It’s a (small) comfort that, no matter how threateningly goofball some of the homeland security sorts of proposals may seem these days, we can always count on the EUrocrats to come up with something even more chilling.
A leaked draft initiative from the office of by the European Commission’s Social Affairs Commissioner Anna Diamantopoulou suggests that all those annoyingly demeaning sexual stereotypes of men and women in European advertising and media could be easily defined, and thus permitted or banned, by EU law and courts.
That’s right — if someone decided that the ever-popular (in Europe) Baywatch was demeaning to women, there would be an EU legal and judicial mechanism to ban it from the airwaves.

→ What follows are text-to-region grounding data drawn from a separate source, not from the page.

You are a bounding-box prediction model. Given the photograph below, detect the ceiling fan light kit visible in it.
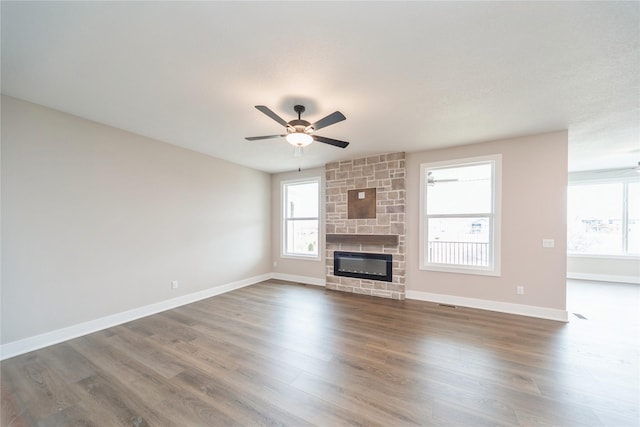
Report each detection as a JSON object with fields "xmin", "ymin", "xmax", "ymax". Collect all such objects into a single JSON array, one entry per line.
[
  {"xmin": 286, "ymin": 132, "xmax": 313, "ymax": 147},
  {"xmin": 246, "ymin": 104, "xmax": 349, "ymax": 149}
]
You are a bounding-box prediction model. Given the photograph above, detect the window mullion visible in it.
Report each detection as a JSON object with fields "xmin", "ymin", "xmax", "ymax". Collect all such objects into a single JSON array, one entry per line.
[{"xmin": 623, "ymin": 182, "xmax": 629, "ymax": 253}]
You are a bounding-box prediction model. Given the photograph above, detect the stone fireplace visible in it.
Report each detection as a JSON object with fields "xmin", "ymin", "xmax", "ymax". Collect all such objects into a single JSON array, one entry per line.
[{"xmin": 325, "ymin": 153, "xmax": 406, "ymax": 300}]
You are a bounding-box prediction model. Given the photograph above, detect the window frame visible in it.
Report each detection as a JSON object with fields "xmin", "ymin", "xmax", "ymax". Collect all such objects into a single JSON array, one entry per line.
[
  {"xmin": 419, "ymin": 154, "xmax": 502, "ymax": 276},
  {"xmin": 567, "ymin": 174, "xmax": 640, "ymax": 258},
  {"xmin": 281, "ymin": 176, "xmax": 322, "ymax": 260}
]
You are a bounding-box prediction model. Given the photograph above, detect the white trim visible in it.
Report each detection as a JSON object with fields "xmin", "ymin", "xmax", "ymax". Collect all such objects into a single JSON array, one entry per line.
[
  {"xmin": 420, "ymin": 263, "xmax": 500, "ymax": 277},
  {"xmin": 0, "ymin": 273, "xmax": 270, "ymax": 361},
  {"xmin": 568, "ymin": 253, "xmax": 640, "ymax": 260},
  {"xmin": 567, "ymin": 272, "xmax": 640, "ymax": 285},
  {"xmin": 271, "ymin": 272, "xmax": 326, "ymax": 287},
  {"xmin": 2, "ymin": 272, "xmax": 576, "ymax": 359},
  {"xmin": 406, "ymin": 290, "xmax": 568, "ymax": 322},
  {"xmin": 280, "ymin": 254, "xmax": 323, "ymax": 262}
]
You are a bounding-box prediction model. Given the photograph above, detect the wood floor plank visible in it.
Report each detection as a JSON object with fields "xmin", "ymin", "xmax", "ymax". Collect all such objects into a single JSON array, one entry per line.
[
  {"xmin": 68, "ymin": 335, "xmax": 182, "ymax": 409},
  {"xmin": 1, "ymin": 354, "xmax": 80, "ymax": 422},
  {"xmin": 173, "ymin": 367, "xmax": 312, "ymax": 426},
  {"xmin": 432, "ymin": 397, "xmax": 515, "ymax": 427},
  {"xmin": 103, "ymin": 326, "xmax": 187, "ymax": 379},
  {"xmin": 1, "ymin": 377, "xmax": 34, "ymax": 427},
  {"xmin": 32, "ymin": 342, "xmax": 96, "ymax": 384},
  {"xmin": 73, "ymin": 374, "xmax": 167, "ymax": 426},
  {"xmin": 1, "ymin": 280, "xmax": 638, "ymax": 426},
  {"xmin": 290, "ymin": 370, "xmax": 432, "ymax": 426}
]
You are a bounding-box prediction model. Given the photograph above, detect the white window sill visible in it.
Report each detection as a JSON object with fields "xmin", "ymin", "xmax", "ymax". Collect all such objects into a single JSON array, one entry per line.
[
  {"xmin": 281, "ymin": 254, "xmax": 322, "ymax": 262},
  {"xmin": 568, "ymin": 253, "xmax": 640, "ymax": 260},
  {"xmin": 420, "ymin": 264, "xmax": 501, "ymax": 277}
]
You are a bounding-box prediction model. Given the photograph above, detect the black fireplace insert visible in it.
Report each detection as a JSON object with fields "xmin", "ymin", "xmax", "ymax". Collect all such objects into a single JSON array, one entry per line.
[{"xmin": 333, "ymin": 251, "xmax": 392, "ymax": 282}]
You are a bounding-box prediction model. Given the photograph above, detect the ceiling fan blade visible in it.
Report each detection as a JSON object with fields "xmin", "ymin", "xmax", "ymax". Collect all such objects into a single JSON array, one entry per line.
[
  {"xmin": 313, "ymin": 135, "xmax": 349, "ymax": 148},
  {"xmin": 245, "ymin": 134, "xmax": 285, "ymax": 141},
  {"xmin": 255, "ymin": 105, "xmax": 289, "ymax": 127},
  {"xmin": 308, "ymin": 111, "xmax": 346, "ymax": 131}
]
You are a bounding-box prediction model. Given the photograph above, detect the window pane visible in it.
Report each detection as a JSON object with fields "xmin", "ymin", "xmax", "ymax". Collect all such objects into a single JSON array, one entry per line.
[
  {"xmin": 628, "ymin": 182, "xmax": 640, "ymax": 255},
  {"xmin": 426, "ymin": 163, "xmax": 492, "ymax": 215},
  {"xmin": 427, "ymin": 217, "xmax": 490, "ymax": 266},
  {"xmin": 286, "ymin": 182, "xmax": 318, "ymax": 218},
  {"xmin": 286, "ymin": 219, "xmax": 318, "ymax": 256},
  {"xmin": 567, "ymin": 183, "xmax": 623, "ymax": 255}
]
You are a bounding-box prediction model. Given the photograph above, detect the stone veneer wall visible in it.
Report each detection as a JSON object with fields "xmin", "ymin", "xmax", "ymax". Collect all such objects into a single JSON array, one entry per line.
[{"xmin": 325, "ymin": 152, "xmax": 406, "ymax": 300}]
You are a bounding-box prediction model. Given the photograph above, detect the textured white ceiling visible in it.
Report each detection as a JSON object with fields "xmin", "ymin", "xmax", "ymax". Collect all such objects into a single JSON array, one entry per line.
[{"xmin": 2, "ymin": 1, "xmax": 638, "ymax": 173}]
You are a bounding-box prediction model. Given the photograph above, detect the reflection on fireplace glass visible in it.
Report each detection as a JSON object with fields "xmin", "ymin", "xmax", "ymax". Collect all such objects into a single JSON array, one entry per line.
[{"xmin": 338, "ymin": 258, "xmax": 386, "ymax": 276}]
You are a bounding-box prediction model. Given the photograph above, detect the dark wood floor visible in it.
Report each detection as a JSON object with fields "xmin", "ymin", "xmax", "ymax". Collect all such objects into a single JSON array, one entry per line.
[{"xmin": 2, "ymin": 279, "xmax": 639, "ymax": 426}]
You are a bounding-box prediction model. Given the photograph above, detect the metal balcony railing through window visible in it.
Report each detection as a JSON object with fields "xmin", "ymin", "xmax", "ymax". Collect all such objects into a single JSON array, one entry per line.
[{"xmin": 428, "ymin": 241, "xmax": 489, "ymax": 266}]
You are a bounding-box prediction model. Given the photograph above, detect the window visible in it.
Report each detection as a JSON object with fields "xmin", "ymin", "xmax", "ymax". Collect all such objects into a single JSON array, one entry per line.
[
  {"xmin": 568, "ymin": 180, "xmax": 639, "ymax": 256},
  {"xmin": 282, "ymin": 177, "xmax": 320, "ymax": 259},
  {"xmin": 420, "ymin": 155, "xmax": 501, "ymax": 275}
]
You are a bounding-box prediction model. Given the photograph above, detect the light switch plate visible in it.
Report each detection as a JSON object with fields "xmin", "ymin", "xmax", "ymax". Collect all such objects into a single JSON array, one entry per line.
[{"xmin": 542, "ymin": 239, "xmax": 555, "ymax": 248}]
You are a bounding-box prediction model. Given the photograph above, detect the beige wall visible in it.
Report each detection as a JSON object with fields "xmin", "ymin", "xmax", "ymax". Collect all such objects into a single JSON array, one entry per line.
[
  {"xmin": 270, "ymin": 168, "xmax": 325, "ymax": 282},
  {"xmin": 406, "ymin": 131, "xmax": 568, "ymax": 310},
  {"xmin": 1, "ymin": 96, "xmax": 272, "ymax": 344}
]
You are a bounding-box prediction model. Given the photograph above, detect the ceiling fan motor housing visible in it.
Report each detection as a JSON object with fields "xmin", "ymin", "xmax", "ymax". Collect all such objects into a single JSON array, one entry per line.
[{"xmin": 288, "ymin": 119, "xmax": 313, "ymax": 134}]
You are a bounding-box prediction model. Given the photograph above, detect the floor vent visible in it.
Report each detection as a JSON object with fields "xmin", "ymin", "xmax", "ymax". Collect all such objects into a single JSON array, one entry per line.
[
  {"xmin": 573, "ymin": 313, "xmax": 588, "ymax": 320},
  {"xmin": 438, "ymin": 304, "xmax": 457, "ymax": 309}
]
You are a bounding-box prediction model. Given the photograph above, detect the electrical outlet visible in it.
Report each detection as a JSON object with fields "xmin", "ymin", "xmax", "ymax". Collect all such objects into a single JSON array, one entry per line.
[
  {"xmin": 516, "ymin": 286, "xmax": 524, "ymax": 295},
  {"xmin": 273, "ymin": 261, "xmax": 277, "ymax": 268},
  {"xmin": 542, "ymin": 239, "xmax": 555, "ymax": 248},
  {"xmin": 171, "ymin": 280, "xmax": 179, "ymax": 289}
]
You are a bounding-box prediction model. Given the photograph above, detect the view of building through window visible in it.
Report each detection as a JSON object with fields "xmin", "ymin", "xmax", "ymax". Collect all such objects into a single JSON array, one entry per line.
[
  {"xmin": 568, "ymin": 181, "xmax": 639, "ymax": 256},
  {"xmin": 283, "ymin": 179, "xmax": 319, "ymax": 257}
]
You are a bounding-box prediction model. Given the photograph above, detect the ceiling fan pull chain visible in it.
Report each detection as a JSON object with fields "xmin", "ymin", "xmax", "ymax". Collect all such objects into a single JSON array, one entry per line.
[{"xmin": 294, "ymin": 146, "xmax": 303, "ymax": 172}]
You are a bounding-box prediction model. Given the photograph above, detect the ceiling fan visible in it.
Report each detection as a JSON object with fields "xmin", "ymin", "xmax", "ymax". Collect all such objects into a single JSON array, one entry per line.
[
  {"xmin": 245, "ymin": 105, "xmax": 349, "ymax": 149},
  {"xmin": 427, "ymin": 171, "xmax": 459, "ymax": 186}
]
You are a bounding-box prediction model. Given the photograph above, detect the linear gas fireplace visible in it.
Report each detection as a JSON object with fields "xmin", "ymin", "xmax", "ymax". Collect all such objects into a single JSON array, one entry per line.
[{"xmin": 334, "ymin": 251, "xmax": 392, "ymax": 282}]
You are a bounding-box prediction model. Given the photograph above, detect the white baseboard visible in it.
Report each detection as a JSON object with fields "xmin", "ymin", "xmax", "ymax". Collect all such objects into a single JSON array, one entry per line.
[
  {"xmin": 567, "ymin": 272, "xmax": 640, "ymax": 285},
  {"xmin": 406, "ymin": 290, "xmax": 568, "ymax": 322},
  {"xmin": 0, "ymin": 273, "xmax": 271, "ymax": 361},
  {"xmin": 1, "ymin": 273, "xmax": 571, "ymax": 360},
  {"xmin": 270, "ymin": 272, "xmax": 326, "ymax": 287}
]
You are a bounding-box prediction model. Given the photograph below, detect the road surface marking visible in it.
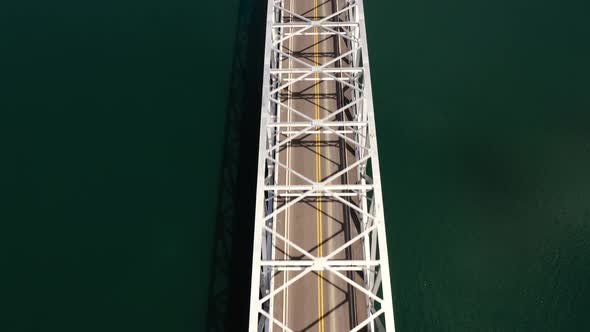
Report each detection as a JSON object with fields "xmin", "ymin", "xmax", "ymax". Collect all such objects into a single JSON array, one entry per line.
[{"xmin": 313, "ymin": 1, "xmax": 325, "ymax": 332}]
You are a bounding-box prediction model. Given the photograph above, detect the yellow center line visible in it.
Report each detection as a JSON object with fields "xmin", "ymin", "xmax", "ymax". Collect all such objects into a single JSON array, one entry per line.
[{"xmin": 313, "ymin": 1, "xmax": 325, "ymax": 332}]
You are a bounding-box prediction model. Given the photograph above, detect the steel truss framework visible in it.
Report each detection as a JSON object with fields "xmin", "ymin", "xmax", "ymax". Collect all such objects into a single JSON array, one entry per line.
[{"xmin": 249, "ymin": 0, "xmax": 396, "ymax": 331}]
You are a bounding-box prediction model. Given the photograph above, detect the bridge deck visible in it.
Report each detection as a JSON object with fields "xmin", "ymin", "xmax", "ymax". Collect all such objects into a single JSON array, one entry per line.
[
  {"xmin": 249, "ymin": 0, "xmax": 396, "ymax": 331},
  {"xmin": 271, "ymin": 0, "xmax": 367, "ymax": 331}
]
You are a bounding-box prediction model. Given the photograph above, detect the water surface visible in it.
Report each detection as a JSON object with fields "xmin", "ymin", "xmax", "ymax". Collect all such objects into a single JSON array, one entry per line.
[{"xmin": 2, "ymin": 0, "xmax": 589, "ymax": 331}]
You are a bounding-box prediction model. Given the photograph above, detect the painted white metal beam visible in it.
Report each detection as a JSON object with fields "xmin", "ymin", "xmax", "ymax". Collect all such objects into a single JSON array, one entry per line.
[{"xmin": 248, "ymin": 1, "xmax": 396, "ymax": 331}]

Through a source, I obtained Diamantopoulou’s detailed and secret, single-spaced, 26-page draft. The document is well thought out, indicating a sizable amount of work had progressed within the European Commission to advance to this late stage. It was not the work of an aberrant or idle commissioner. Apparently, no member of the European media knew of its existence as it passed through the EC labyrinth of bureaucratic offices, reviewers and officials.
Article 4 of Diamantopolu’s proposal is simple but sweeping. It attempts to censor all mass media and advertising in the Continent. The Greek socialist commissioner said her office is seeking to “avoid throughout all forms of mass media notably all stereotypical portrayals of women and men as well as any projection of unacceptable images of men and women affecting human dignity and decency in advertisements.”
None of those terms of “stereotype” and “nacceptable” are actually defined — that would be done later by further regulation and the courts.
Swell. Benny Hill must be spinning (in sped-up fashiong) in his grave.